I absolutely loathed being pregnant! You are not alone. I am currently 30 weeks pregnant with baby #2 and I’ve absolutely hated both pregnancies. The moment I gave birth to my first born was the moment everything completely changed! It was the best feeling in the entire world. I felt like I was on cloud 9 for about 2 straight months. So if you hate being pregnant, don’t worry. I think most women don’t like being pregnant. It’s just not often talked about or we feel ashamed to not have this overwhelming sense of joy of carrying and creating our baby. It’s such a rollercoaster of emotions being pregnant. Not to mention the 100+ symptoms we have to deal with every single day. Once you see your darling baby’s face, you will know it was all worth it. And I would know because I’m doing it all over again being pregnant a second time around 🩷🩵

I’m the same way. I’m looking forward to see my baby, but I don’t think of pregnancy and labor/delivery as a joyful, dreamy period at all. It is uncomfortable at best, and downright debilitating at worst on a physical, mental, emotional level. I try to enjoy myself whenever I can, but again, I think it’s normal not to enjoy the pregnancy. it’s not even about pregnancy symptoms. it’s the stress of insurance and logistics, the 24/7 need to advocate for yourself in a system that doesn’t care, the discrimination when it comes to work/career, the insensitivity and dehumanizing comments, the fact that your relationships and social circle and entire life are changing, etc.

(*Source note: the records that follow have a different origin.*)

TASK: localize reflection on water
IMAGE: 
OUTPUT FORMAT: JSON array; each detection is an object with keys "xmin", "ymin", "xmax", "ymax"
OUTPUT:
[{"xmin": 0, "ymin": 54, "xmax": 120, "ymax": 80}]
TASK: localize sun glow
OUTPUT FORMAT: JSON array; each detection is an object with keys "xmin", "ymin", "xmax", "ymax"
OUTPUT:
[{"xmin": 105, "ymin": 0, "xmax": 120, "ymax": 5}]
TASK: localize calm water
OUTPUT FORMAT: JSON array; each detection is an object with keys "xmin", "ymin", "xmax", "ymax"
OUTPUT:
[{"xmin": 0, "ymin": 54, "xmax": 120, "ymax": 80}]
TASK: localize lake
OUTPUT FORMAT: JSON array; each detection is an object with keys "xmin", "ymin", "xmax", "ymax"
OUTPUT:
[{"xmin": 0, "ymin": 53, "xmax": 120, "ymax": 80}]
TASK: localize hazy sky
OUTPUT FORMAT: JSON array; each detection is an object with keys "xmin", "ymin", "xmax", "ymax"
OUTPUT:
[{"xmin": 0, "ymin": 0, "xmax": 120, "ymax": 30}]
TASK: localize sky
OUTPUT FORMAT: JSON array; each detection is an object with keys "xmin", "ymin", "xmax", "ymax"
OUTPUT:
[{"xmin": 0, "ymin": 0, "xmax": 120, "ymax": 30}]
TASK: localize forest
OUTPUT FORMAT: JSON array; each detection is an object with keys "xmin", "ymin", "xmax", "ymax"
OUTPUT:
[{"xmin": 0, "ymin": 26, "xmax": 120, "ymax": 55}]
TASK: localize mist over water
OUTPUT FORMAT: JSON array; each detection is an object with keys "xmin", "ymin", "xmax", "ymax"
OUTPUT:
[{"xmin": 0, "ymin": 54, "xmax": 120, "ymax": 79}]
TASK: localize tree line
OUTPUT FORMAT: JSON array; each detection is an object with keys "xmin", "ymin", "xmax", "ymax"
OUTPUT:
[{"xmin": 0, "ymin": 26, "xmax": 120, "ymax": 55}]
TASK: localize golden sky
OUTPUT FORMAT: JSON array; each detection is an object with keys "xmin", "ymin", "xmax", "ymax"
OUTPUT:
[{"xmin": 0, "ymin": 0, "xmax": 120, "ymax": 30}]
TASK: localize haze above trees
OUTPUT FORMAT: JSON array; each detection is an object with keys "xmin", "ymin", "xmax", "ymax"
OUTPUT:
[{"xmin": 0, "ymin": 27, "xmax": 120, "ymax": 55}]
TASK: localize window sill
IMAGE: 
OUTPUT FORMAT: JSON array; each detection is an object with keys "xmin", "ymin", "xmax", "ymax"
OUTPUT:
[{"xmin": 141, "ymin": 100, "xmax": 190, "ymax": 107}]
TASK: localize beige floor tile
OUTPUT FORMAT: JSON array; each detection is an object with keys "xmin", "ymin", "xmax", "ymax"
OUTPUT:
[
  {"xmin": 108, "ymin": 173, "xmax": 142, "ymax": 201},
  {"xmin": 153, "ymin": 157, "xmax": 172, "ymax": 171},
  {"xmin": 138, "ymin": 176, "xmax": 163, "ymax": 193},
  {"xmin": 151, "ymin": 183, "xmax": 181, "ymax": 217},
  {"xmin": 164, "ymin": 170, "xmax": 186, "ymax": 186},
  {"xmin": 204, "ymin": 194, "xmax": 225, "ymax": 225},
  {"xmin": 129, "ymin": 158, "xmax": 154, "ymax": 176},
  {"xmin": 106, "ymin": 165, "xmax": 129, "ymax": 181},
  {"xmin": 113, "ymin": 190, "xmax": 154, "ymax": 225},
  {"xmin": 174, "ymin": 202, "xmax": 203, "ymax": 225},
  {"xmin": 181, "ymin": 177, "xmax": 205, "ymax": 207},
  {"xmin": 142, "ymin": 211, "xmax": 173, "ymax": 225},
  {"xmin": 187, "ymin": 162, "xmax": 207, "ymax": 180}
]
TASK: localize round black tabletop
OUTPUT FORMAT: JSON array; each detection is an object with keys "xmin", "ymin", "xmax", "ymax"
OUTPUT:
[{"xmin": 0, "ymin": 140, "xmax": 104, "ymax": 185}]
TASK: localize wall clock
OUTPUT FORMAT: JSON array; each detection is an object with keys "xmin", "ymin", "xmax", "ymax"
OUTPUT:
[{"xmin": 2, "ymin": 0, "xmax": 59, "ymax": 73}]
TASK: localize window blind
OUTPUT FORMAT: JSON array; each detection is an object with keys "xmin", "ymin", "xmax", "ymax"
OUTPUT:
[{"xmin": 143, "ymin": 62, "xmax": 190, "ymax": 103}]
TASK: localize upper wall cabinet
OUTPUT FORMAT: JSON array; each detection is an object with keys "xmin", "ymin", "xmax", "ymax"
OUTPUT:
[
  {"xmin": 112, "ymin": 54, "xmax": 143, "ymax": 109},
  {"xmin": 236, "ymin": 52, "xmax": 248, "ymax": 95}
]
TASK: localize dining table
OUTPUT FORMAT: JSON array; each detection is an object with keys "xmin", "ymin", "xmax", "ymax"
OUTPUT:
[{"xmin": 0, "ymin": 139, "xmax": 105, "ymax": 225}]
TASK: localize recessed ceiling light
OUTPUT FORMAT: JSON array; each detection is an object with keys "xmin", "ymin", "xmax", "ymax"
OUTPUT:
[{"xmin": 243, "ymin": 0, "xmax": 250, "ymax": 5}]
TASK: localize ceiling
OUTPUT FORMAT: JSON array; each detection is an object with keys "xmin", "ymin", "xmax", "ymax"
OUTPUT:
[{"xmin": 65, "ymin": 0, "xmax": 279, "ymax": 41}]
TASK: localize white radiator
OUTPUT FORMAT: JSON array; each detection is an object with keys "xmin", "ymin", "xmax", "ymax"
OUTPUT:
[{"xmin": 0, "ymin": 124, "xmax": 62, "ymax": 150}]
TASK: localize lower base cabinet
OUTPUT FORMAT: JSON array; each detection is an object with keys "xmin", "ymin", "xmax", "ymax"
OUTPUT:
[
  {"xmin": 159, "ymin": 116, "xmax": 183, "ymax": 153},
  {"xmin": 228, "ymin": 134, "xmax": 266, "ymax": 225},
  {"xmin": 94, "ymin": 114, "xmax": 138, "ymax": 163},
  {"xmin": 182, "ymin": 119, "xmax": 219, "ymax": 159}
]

Hypnobirthing is also helpful for c section, I used my course to make a back up c section plan. You could specifically into that and the main point is changing your thoughts around birth no matter what way it comes 😊 this was my c section plan Should the need for a C-section arise my wishes are as follows:  IV in left hand and to be removed as soon as possible.  To have a gentle/natural C-section.  Myles stays with me. Option to play our own music if we wish at the time. Being able to take photos after delivery.  Silence during birth so baby hears mum/dad's voice first.  Delayed cord clamping. Skin to skin contact in theatre. My chest area to be free of heart rate sensor patches to facilitate skin to skin.  Also, I agree with above. This is really unfair of your husband, he can't understand the way you feel physically or mentally. Pregnancy is pretty awful, the only bits I like was buying stuff and excited to meet my baby and that work got much easier due to adjustments.